Brutalidades
Nem todos os telespectadores saberão da existência de um canal que é a extensão na TV de um jornal diário, o «Correio da Manhã»: é o CMTV, de resto só acessível a quem tenha contrato com o serviço MEO da PT. Parece possível, talvez provável, que o CMTV tenha escasso poder de atracção junto de parte do telepúblico que com razão ou sem ela tem do CM uma ideia pouco lisonjeira, mas neste caso como em tudo é bom não exagerar nos juízos antecipados e, sobretudo, é prudente manter abertos os caminhos por onde poderão circular eventuais excepções quando as haja. Terá sido neste entendimento que alguns telespectadores, porventura muitos, no passado domingo sintonizaram o CMTV atraídos pelo anúncio de que nesse canal, lá para o início da noite, o dr. Paulo Morais, antigo vereador PSD da Câmara do Porto que adquiriu notoriedade por se propor ser uma espécie de cruzado contra a corrupção da chamada «classe política» ao brandir contra ela a arma da denúncia pública, estaria em antena para falar de José Maria Ricciardi e de uma fabulosa remuneração por ele recebida no grupo BES já carregado de prejuízos.
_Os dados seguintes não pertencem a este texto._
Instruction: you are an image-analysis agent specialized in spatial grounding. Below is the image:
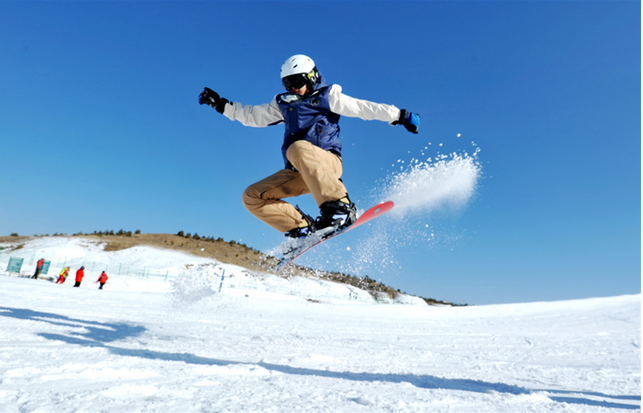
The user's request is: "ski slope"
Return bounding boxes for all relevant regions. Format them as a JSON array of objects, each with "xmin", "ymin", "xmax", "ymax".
[{"xmin": 0, "ymin": 238, "xmax": 641, "ymax": 413}]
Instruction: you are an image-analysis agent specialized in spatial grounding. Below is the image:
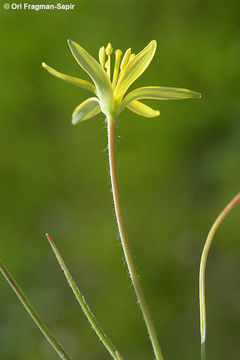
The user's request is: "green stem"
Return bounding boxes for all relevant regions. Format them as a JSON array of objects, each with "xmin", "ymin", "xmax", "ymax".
[
  {"xmin": 201, "ymin": 341, "xmax": 206, "ymax": 360},
  {"xmin": 0, "ymin": 263, "xmax": 71, "ymax": 360},
  {"xmin": 107, "ymin": 117, "xmax": 163, "ymax": 360},
  {"xmin": 46, "ymin": 234, "xmax": 119, "ymax": 360},
  {"xmin": 199, "ymin": 194, "xmax": 240, "ymax": 360}
]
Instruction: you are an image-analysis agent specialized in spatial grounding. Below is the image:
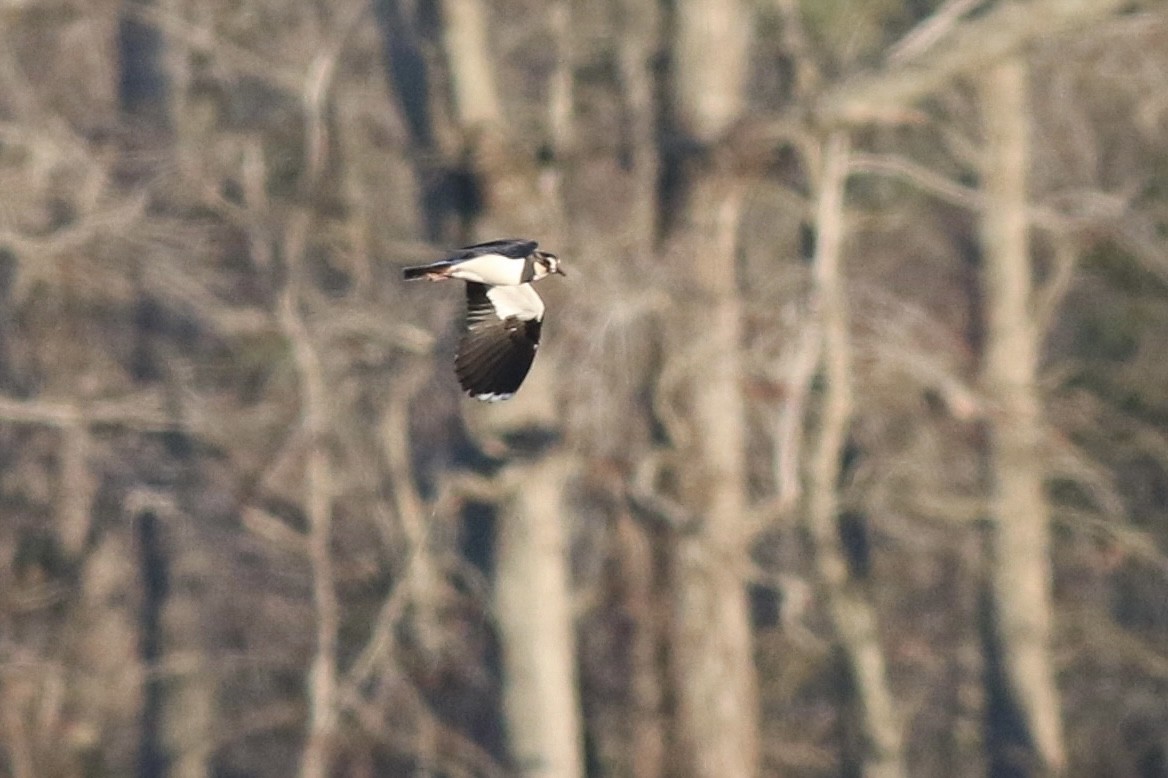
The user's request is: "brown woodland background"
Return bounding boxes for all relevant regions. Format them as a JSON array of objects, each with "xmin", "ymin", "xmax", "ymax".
[{"xmin": 0, "ymin": 0, "xmax": 1168, "ymax": 778}]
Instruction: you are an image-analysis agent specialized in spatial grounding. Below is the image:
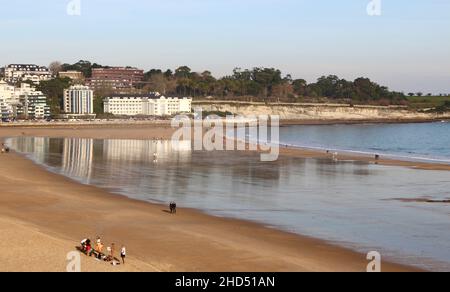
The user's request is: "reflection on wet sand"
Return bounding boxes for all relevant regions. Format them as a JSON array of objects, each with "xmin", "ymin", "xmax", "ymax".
[{"xmin": 9, "ymin": 137, "xmax": 450, "ymax": 270}]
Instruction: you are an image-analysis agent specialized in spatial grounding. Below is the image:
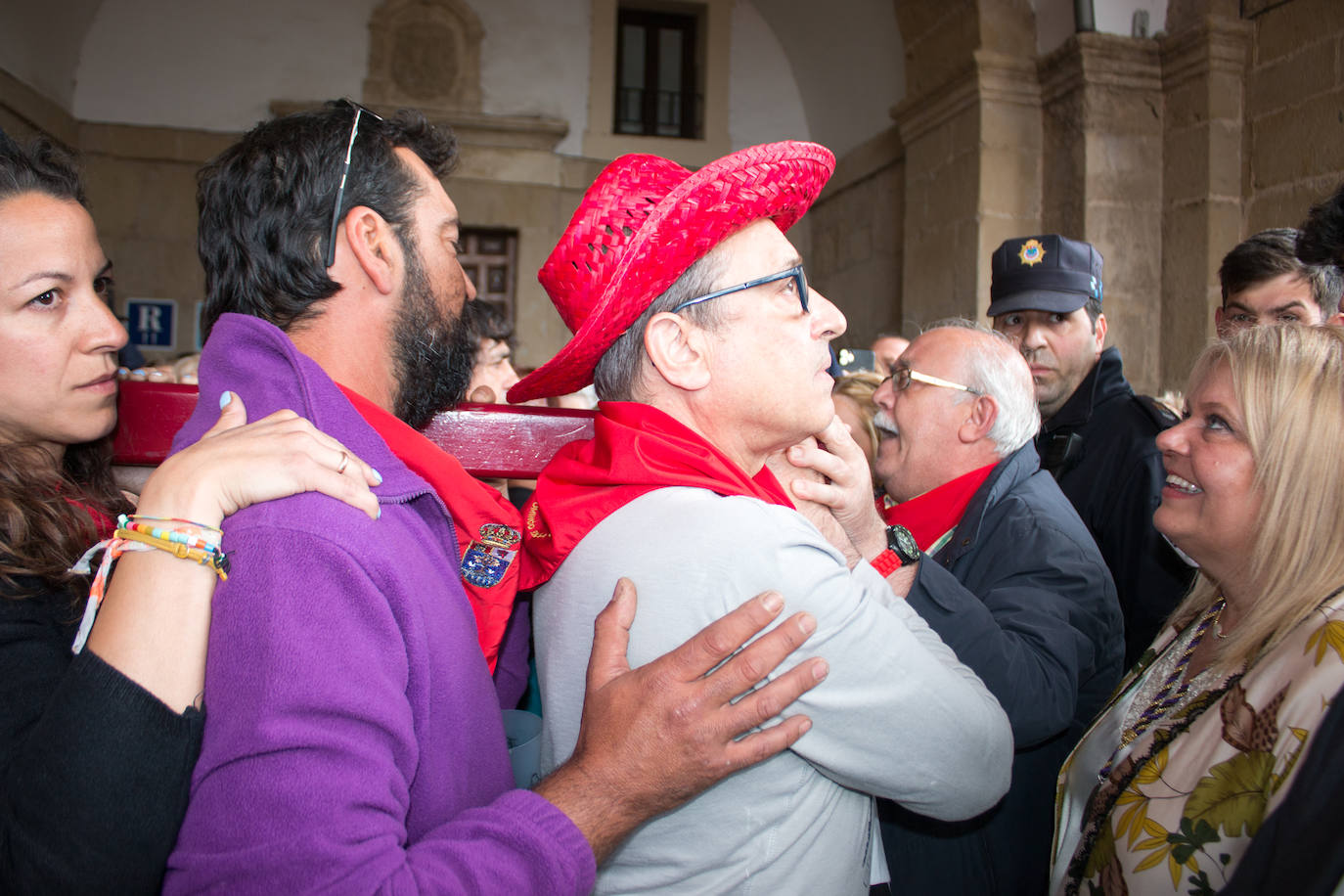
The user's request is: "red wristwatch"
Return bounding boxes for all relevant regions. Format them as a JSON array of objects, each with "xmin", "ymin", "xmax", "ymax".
[{"xmin": 869, "ymin": 525, "xmax": 919, "ymax": 579}]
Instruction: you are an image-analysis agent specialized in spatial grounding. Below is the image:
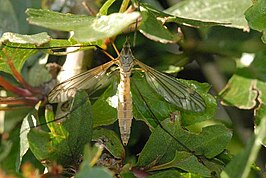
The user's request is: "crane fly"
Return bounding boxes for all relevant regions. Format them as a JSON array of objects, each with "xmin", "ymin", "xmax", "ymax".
[{"xmin": 48, "ymin": 41, "xmax": 206, "ymax": 145}]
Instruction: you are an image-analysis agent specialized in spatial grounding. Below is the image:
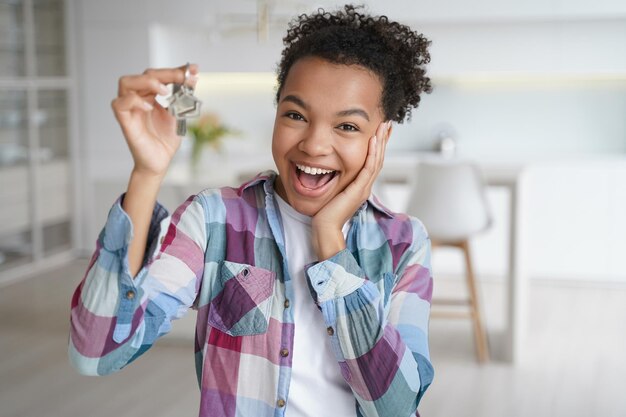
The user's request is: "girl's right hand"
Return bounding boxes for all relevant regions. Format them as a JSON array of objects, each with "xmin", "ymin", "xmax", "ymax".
[{"xmin": 111, "ymin": 64, "xmax": 198, "ymax": 177}]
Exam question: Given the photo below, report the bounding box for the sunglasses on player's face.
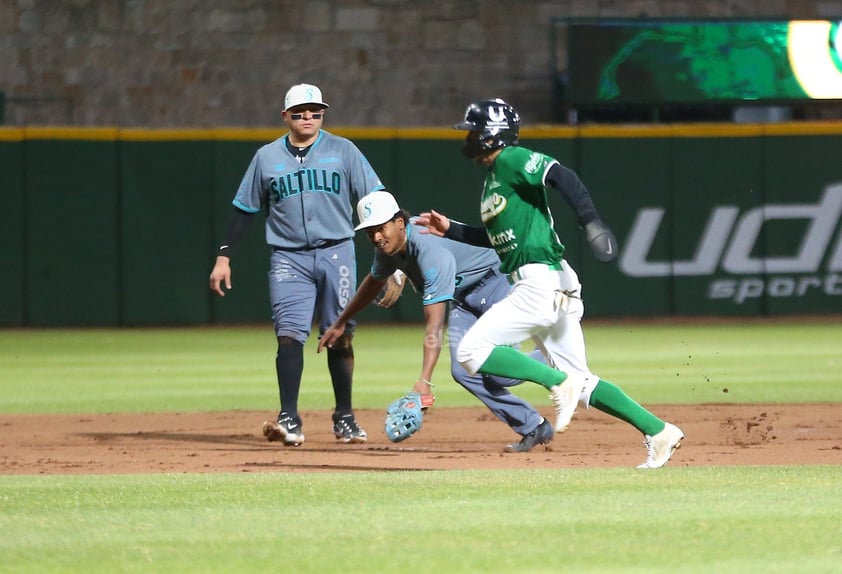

Os números denunciados consubstanciavam uma verdadeira brutalidade acontecida num país atolado na pobreza, com a agravante de essa chocante remuneração ainda ter sido aumentada já com aquele gigantesco grupo em pleno processo de afundamento. Era, como é óbvio, uma informação a tresandar a escândalo, qualidade em que o CM tem vindo a especializar-se tanto quanto o seu «papá» impresso, e era sem dúvida uma informação com interesse, pelo que para aquele canal terão convergido uns milhares de telespectadores, pois nisto de audiências televisivas o milhar é a normal unidade de medida, como bem se sabe.
O proveito final
Aconteceu, porém, que esses telespectadores, mais os que já teriam sintonizado o canal por integrarem o seu público habitual, tiveram a oportunidade, inesperada para todos ou quase todos eles, de assistir a um filme que com razão ou sem ela talvez não esperassem encontrar no CMTV: intitulava-se «Aconteceu na Argentina», era interpretado nos principais papéis por António Banderas e Claire Bloom (sim, a «imposta» por Chaplin em Luzes da Ribalta!) e não foi possível saber desde logo o nome do realizador constante do genérico final porque nessa altura a publicidade estava cheia de pressa para entrar em antena. Mais tarde foi possível saber por outras vias que «Aconteceu na Argentina» foi realizado em 2003 por Christopher Hampton. O importante, contudo, é que a sua acção decorria na Argentina dominada pelos militares nazi-fascistas que ficaram na História pelas enormes bestialidades perpetradas, que o filme constituía uma vigorosa e claríssima denúncia desses crimes e que, em consequência, ilustrava com rude clareza até que ponto pode ir a brutalidade a que as classes dominantes recorrem quando sentem em perigo a sua hegemonia. Entenda-se e sublinhe-se que nem de longe se tenta nestas colunas sugerir que os muitos milhares embolsados por Ricciardi numa empresa de facto já falida e em país percorrido pela fome constituem uma brutalidade minimamente equiparável à dos infames militares argentinos liderados pelo sinistro general Videla: essa eventual equalização seria absurda e idiota, um desvario cometido em completa e óbvia transgressão do mais elementar bom-senso. Mas é um facto que a brutalidade tem diversos graus e formas, que pode ser ligeira, venial, ou ter um peso insuportável e indignante. Aqui apenas se regista que naquele início de serão dominical o CMTV se aplicou, decerto sem quase dar por isso, a abordar brutalidades de calibre e gravidade muitíssimo diverso. Em ambos os casos com proveito para o esclarecimento dos cidadãos telespectadores, que em verdade é o mais desejável objectivo desta coisa muito transviada do seu melhor destino que é a televisão.